State Superintendent of Public Instruction, Jillian Balow, released a statement yesterday regarding the U.S. Department of Education’s proposed priorities for American History and Civics Education grant programs published in the Federal Register.

In the statement, Balow indicated that those priorities include encouraging districts to use curriculum related to divisive author Ibram X. Kendi and the New York Times “1619 Project.” This is an alarming move toward federal overreach into district curriculum and should be rebuked across party lines.

Balow went on to say that “the draft rule is an attempt to normalize teaching controversial and politically trendy theories about America’s history. History and civics should not be secondary to political whim. Instead, history and civics instruction should engage students in objective, non-partisan analyses of historical and current events. For good reason, public schools do not promote particular political ideologies or religions over others. This federal rule attempts to break from that practice and use taxpayer dollars to do just that”

According to Balow, “America needs to update and renew our expectations for teaching and learning about history and civics. Every school board, state legislature, and state superintendent should be working to build local consensus about what should be taught and what materials to use in classrooms.

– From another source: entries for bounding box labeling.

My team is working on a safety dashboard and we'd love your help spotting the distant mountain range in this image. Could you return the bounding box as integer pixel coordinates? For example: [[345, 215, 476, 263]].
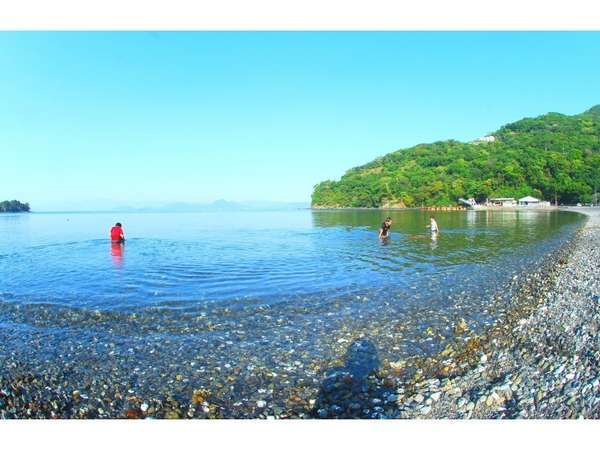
[[312, 105, 600, 208], [115, 199, 310, 212]]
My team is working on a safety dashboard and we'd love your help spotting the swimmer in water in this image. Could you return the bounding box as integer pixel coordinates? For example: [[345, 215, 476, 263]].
[[427, 216, 440, 239], [110, 222, 125, 243], [379, 217, 392, 239]]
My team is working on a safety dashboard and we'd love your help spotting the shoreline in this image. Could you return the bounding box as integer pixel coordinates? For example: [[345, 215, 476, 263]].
[[0, 208, 600, 418], [392, 208, 600, 419]]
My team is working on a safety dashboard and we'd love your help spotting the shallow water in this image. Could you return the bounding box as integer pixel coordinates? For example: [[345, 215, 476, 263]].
[[0, 210, 582, 416]]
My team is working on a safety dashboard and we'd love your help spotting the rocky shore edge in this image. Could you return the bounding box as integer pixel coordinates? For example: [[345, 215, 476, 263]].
[[0, 209, 600, 419], [376, 209, 600, 419]]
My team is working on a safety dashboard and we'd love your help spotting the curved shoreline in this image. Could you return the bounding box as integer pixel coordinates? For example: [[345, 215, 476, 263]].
[[0, 209, 600, 418]]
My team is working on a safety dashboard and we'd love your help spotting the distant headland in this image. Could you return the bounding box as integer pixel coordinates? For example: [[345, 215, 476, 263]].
[[0, 200, 30, 213], [311, 105, 600, 208]]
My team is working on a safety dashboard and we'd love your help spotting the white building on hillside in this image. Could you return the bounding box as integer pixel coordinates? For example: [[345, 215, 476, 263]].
[[519, 195, 541, 206], [473, 135, 496, 144]]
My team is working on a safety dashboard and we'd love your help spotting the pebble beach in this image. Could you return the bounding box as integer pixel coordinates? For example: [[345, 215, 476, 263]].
[[0, 208, 600, 419], [380, 209, 600, 419]]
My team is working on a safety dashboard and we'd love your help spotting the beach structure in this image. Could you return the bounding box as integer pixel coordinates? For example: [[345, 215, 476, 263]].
[[519, 195, 542, 206], [489, 197, 517, 206]]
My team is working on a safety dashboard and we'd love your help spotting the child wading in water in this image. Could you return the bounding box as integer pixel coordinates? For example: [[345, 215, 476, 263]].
[[427, 216, 440, 239], [379, 217, 392, 239], [110, 222, 125, 243]]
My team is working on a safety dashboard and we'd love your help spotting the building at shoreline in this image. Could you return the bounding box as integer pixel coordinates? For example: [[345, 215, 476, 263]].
[[488, 197, 517, 206]]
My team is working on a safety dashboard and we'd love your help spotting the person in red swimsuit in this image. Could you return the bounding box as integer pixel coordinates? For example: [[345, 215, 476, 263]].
[[110, 222, 125, 242]]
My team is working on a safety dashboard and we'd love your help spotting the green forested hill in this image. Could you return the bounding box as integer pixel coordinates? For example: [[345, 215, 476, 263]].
[[312, 105, 600, 207]]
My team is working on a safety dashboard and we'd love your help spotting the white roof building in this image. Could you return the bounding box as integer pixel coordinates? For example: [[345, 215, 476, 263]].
[[519, 195, 541, 205]]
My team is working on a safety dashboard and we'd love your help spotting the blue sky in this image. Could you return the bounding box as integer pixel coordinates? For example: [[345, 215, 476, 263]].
[[0, 32, 600, 210]]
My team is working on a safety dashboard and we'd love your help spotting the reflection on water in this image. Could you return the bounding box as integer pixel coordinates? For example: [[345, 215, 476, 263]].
[[0, 210, 580, 309], [0, 210, 581, 417], [110, 242, 125, 269]]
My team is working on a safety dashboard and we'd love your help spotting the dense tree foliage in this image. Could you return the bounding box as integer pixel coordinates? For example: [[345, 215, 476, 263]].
[[0, 200, 29, 212], [312, 105, 600, 207]]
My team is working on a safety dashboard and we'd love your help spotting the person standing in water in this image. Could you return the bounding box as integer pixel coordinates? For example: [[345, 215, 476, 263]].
[[379, 217, 392, 239], [110, 222, 125, 243], [427, 216, 440, 237]]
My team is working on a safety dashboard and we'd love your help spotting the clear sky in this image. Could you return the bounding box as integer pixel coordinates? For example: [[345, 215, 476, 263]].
[[0, 32, 600, 210]]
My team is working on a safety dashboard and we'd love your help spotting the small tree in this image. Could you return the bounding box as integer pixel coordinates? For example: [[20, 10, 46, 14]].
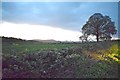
[[82, 13, 117, 42]]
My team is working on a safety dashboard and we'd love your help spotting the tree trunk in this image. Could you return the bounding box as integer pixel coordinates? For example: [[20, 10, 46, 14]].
[[96, 27, 99, 42], [96, 35, 99, 42]]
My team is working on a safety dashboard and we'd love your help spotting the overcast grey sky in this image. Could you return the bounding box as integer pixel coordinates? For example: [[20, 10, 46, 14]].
[[0, 2, 118, 40]]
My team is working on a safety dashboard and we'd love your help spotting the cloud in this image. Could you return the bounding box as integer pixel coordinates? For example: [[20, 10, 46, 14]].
[[0, 22, 82, 41]]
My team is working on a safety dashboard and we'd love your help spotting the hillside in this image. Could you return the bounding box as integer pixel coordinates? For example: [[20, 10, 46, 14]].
[[2, 36, 120, 78]]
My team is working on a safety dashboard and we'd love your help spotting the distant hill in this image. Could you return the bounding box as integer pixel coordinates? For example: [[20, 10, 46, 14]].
[[33, 39, 60, 43], [0, 36, 26, 42]]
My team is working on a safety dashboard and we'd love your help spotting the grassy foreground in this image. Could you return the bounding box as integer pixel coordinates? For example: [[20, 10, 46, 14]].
[[2, 41, 120, 78]]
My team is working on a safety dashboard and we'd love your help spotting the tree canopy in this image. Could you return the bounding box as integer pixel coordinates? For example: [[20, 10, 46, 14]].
[[82, 13, 117, 42]]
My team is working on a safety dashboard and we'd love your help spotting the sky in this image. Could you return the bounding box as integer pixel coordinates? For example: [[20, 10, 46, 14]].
[[0, 2, 118, 41]]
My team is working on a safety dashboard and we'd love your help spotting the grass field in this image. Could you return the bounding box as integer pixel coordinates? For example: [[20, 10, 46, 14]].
[[2, 41, 120, 78]]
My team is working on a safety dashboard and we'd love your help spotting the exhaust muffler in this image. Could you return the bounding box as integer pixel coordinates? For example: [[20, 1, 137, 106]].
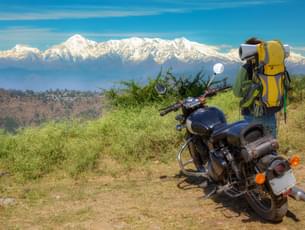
[[289, 187, 305, 201]]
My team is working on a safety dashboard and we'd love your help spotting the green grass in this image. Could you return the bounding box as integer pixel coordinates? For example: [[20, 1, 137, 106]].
[[0, 88, 304, 180], [0, 106, 181, 179]]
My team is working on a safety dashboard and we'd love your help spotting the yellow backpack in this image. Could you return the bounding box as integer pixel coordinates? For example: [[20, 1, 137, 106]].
[[256, 40, 290, 110]]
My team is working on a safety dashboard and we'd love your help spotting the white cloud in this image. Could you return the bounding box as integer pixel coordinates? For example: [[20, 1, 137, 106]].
[[0, 27, 185, 50]]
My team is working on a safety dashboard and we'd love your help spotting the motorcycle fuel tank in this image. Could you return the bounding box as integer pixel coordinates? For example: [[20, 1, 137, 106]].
[[186, 107, 227, 136]]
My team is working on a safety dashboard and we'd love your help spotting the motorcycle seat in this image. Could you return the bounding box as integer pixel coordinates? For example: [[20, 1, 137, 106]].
[[211, 120, 249, 146]]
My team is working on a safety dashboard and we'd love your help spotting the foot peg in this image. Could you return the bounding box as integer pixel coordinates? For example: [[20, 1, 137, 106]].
[[289, 187, 305, 201], [177, 138, 209, 179]]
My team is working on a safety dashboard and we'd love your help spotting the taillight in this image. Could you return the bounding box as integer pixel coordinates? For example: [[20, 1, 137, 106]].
[[255, 173, 266, 185], [273, 163, 286, 176], [288, 155, 301, 167]]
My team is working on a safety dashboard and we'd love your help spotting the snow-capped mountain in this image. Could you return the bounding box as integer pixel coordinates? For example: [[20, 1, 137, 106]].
[[0, 35, 305, 90]]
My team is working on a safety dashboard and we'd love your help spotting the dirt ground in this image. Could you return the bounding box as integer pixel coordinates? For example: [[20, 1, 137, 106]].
[[0, 162, 305, 230]]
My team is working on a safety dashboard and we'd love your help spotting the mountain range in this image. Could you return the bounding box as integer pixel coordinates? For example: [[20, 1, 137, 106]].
[[0, 35, 305, 90]]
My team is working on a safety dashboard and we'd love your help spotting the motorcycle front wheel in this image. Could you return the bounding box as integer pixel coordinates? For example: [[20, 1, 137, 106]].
[[245, 186, 288, 222]]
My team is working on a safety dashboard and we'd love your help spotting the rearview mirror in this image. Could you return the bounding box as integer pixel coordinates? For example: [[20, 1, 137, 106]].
[[155, 83, 167, 95], [213, 63, 225, 74]]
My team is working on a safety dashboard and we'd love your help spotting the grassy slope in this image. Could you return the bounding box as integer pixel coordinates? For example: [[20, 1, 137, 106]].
[[0, 92, 305, 229]]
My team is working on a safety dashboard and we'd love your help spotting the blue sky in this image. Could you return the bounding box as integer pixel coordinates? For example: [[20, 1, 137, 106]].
[[0, 0, 305, 54]]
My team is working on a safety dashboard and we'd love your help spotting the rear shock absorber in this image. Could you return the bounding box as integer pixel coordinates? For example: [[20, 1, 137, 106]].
[[221, 147, 240, 180]]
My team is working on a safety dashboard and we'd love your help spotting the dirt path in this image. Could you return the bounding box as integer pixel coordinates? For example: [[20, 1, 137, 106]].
[[0, 164, 305, 230]]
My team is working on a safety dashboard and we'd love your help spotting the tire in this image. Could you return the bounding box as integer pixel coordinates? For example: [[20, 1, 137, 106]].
[[245, 188, 288, 222]]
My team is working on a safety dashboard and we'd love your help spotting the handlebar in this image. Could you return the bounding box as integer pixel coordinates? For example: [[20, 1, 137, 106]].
[[160, 102, 181, 116], [160, 86, 232, 116]]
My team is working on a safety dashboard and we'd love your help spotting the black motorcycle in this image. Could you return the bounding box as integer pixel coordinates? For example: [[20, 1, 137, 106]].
[[156, 64, 305, 221]]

Every family should be engaged in activities that ensure the rising generation is properly prepared to be informed citizens. Every student deserves a rich and engaging education about America’s triumphs, treacheries, losses, and victories. Our touchstone is our shared principle that all Americans have infinite value and individual freedom and responsibility. We must strive to find common goals and values as a nation, not tear each other and our country apart”. 

The proposed federal rule is open for public comment until May 19 and can be accessed by using the Google search for “Federal Register American history and civics education.”